I believed in Santa Claus until 1967. And after I found out, I only despaired a tiny little bit, because I began to understand you have to grow up. And adults can lie to you, even if they don’t do it to be mean. And the world is a hard place. And the golden age ended in November of 1963 when JFK was assassinated.
In June of 1968 I rode my bicycle out to the Bingham Park woods, Once there, I took off all my clothes and put them in the bicycle basket, and then I rode up and down the walking paths through the trees with nothing between me and God but my skin. I had a serious think about how life should be. All the while I was terrified that someone might see me. I was naked and vulnerable. A mere two years before that I had been sexually assaulted and was terrified of older boys, especially when I was naked and vulnerable. But I was a fan of the St. Louis Cardinals and Bob Gibson. They were repeated World Series winners. And they beat the Yankees in the series in 1964. And more important than that, cardinals were the little red songbirds who never flew away when the winter came. You don’t give up in the face of hardship. You face the trouble. No matter how deep the snow may pile up.

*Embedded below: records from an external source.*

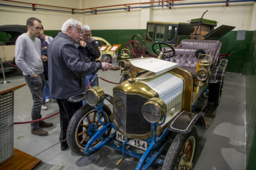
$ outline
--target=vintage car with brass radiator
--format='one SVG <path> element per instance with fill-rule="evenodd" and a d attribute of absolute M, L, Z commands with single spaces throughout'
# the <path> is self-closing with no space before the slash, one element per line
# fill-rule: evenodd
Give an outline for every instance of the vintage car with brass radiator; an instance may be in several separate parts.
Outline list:
<path fill-rule="evenodd" d="M 163 169 L 192 169 L 198 143 L 195 125 L 207 127 L 210 119 L 192 113 L 192 105 L 208 93 L 211 57 L 203 50 L 195 52 L 200 62 L 194 76 L 177 63 L 161 60 L 173 56 L 166 55 L 172 49 L 163 50 L 161 43 L 164 42 L 155 43 L 161 51 L 156 52 L 158 59 L 129 59 L 129 52 L 124 50 L 119 65 L 130 78 L 114 87 L 113 97 L 94 86 L 69 99 L 74 102 L 85 99 L 88 103 L 69 124 L 67 142 L 74 153 L 90 155 L 108 146 L 122 153 L 117 165 L 128 155 L 139 160 L 136 169 L 152 165 Z M 131 71 L 131 67 L 137 71 Z M 104 103 L 105 99 L 113 104 L 113 112 Z M 167 154 L 163 154 L 164 150 Z"/>

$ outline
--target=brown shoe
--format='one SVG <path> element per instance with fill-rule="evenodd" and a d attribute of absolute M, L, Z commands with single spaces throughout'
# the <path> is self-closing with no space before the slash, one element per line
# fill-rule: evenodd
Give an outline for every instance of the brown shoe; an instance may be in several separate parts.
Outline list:
<path fill-rule="evenodd" d="M 42 121 L 41 122 L 40 122 L 39 124 L 39 126 L 40 126 L 40 127 L 51 127 L 53 126 L 53 123 L 46 123 L 44 121 Z"/>
<path fill-rule="evenodd" d="M 47 131 L 43 130 L 42 128 L 40 127 L 31 129 L 31 133 L 38 136 L 48 136 L 49 134 Z"/>

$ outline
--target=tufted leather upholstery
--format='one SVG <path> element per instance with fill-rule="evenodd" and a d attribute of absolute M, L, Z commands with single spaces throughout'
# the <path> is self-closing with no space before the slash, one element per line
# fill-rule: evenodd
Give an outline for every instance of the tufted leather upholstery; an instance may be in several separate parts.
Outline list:
<path fill-rule="evenodd" d="M 175 49 L 175 55 L 171 58 L 163 58 L 163 60 L 179 63 L 178 67 L 184 69 L 192 75 L 195 73 L 197 64 L 198 60 L 195 57 L 195 52 L 198 49 L 204 49 L 207 54 L 211 55 L 213 61 L 210 70 L 213 70 L 216 62 L 220 54 L 221 42 L 216 40 L 201 39 L 184 39 Z M 163 48 L 167 51 L 168 48 Z M 166 55 L 171 56 L 173 52 L 169 52 Z M 206 56 L 202 60 L 210 60 L 210 57 Z"/>

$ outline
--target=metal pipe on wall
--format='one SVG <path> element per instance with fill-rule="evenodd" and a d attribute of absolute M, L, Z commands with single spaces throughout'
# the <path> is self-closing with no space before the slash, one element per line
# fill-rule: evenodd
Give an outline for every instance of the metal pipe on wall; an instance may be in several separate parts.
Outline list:
<path fill-rule="evenodd" d="M 2 0 L 5 1 L 10 1 L 8 0 Z M 174 0 L 175 1 L 175 0 Z M 176 0 L 179 1 L 179 0 Z M 180 0 L 182 1 L 182 0 Z M 232 2 L 254 2 L 256 1 L 255 0 L 240 0 L 240 1 L 215 1 L 215 2 L 194 2 L 194 3 L 185 3 L 185 4 L 166 4 L 166 5 L 157 5 L 157 6 L 140 6 L 140 7 L 124 7 L 124 8 L 117 8 L 117 9 L 106 9 L 106 10 L 96 10 L 97 12 L 103 12 L 103 11 L 111 11 L 111 10 L 127 10 L 127 9 L 138 9 L 138 8 L 148 8 L 148 7 L 169 7 L 169 6 L 187 6 L 187 5 L 197 5 L 197 4 L 220 4 L 220 3 L 232 3 Z M 15 1 L 16 2 L 16 1 Z M 162 2 L 162 1 L 161 1 Z M 155 1 L 155 2 L 159 2 L 159 1 Z M 26 3 L 27 2 L 24 2 Z M 144 2 L 141 2 L 144 3 Z M 28 3 L 30 4 L 30 3 Z M 137 4 L 137 3 L 136 3 Z M 35 4 L 34 4 L 35 5 Z M 36 4 L 36 5 L 41 5 L 41 4 Z M 67 9 L 72 9 L 72 11 L 67 11 L 67 10 L 56 10 L 56 9 L 45 9 L 45 8 L 37 8 L 35 7 L 34 6 L 32 7 L 24 7 L 24 6 L 12 6 L 12 5 L 9 5 L 9 4 L 0 4 L 0 6 L 11 6 L 11 7 L 21 7 L 21 8 L 28 8 L 28 9 L 32 9 L 33 10 L 35 9 L 41 9 L 41 10 L 52 10 L 52 11 L 58 11 L 58 12 L 69 12 L 74 14 L 87 14 L 87 13 L 95 13 L 95 11 L 88 11 L 88 12 L 74 12 L 75 9 L 72 8 L 67 8 Z M 42 5 L 42 6 L 46 6 L 46 5 Z M 124 6 L 124 5 L 117 5 L 117 6 Z M 51 7 L 57 7 L 57 6 L 51 6 Z M 110 6 L 107 6 L 110 7 Z M 101 7 L 92 7 L 88 9 L 90 10 L 95 10 L 96 8 L 101 8 Z M 64 7 L 67 8 L 67 7 Z M 83 9 L 75 9 L 76 10 L 83 10 Z M 96 10 L 96 9 L 95 9 Z M 96 14 L 96 13 L 95 13 Z"/>

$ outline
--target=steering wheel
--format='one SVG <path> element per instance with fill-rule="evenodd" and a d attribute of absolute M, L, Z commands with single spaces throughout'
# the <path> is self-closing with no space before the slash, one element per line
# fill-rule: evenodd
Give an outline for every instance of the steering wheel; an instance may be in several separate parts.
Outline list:
<path fill-rule="evenodd" d="M 156 45 L 156 44 L 159 44 L 159 47 L 160 48 L 161 51 L 159 51 L 158 49 L 157 51 L 156 51 L 156 50 L 154 49 L 154 46 L 155 45 Z M 170 47 L 171 49 L 169 49 L 168 51 L 162 51 L 162 47 L 161 47 L 161 44 L 166 45 L 166 46 L 168 46 L 169 47 Z M 174 55 L 175 55 L 175 50 L 174 50 L 174 49 L 172 46 L 171 46 L 169 44 L 167 44 L 166 42 L 160 42 L 160 41 L 158 41 L 158 42 L 156 42 L 154 44 L 153 44 L 153 45 L 152 45 L 152 50 L 153 50 L 153 51 L 157 55 L 159 55 L 160 54 L 161 52 L 163 52 L 163 56 L 162 57 L 164 57 L 164 58 L 171 58 L 173 56 L 174 56 Z M 171 55 L 171 56 L 169 56 L 169 57 L 167 57 L 166 55 L 167 54 L 168 54 L 169 52 L 171 52 L 171 51 L 173 52 L 173 55 Z"/>

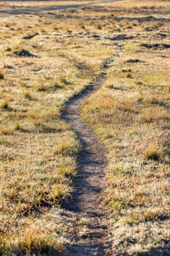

And in 1969, the first man to walk on the moon showed that a Star Trek world was in reach of mankind. Star Trek was on every afternoon after school. I watched a lot of those episodes at Verner’s house on his family’s black-and-white TV. The Klingons were always bested or beaten because the crew of the Enterprise outsmarted them. You can solve the problems of the universe with science. I know this because of all the times Mr. Spock proved it to me not just by telling me so, but by showing me how you do it. And what you can achieve is greatly enhanced if you work together like Spock and Kirk and Bones… and sometimes Scotty always did.
So, what is the way it should be? What did Mickey decide while naked in the forest like a Dakota Sioux shaman on a spirit-quest?
JFK’s 104th birthday was on May 29th. Dr. Wertham has been dead for 40 years. Bob Gibson was 85 when he passed away in October of last year. Captain Kirk turned 90 in March of this year.
The Golden age is long gone. There is no single set of rules that can clearly establish how it should be now. But I like those ideas of how it should be that I established for myself while naked on a Schwinn Spitfire in a forest long ago.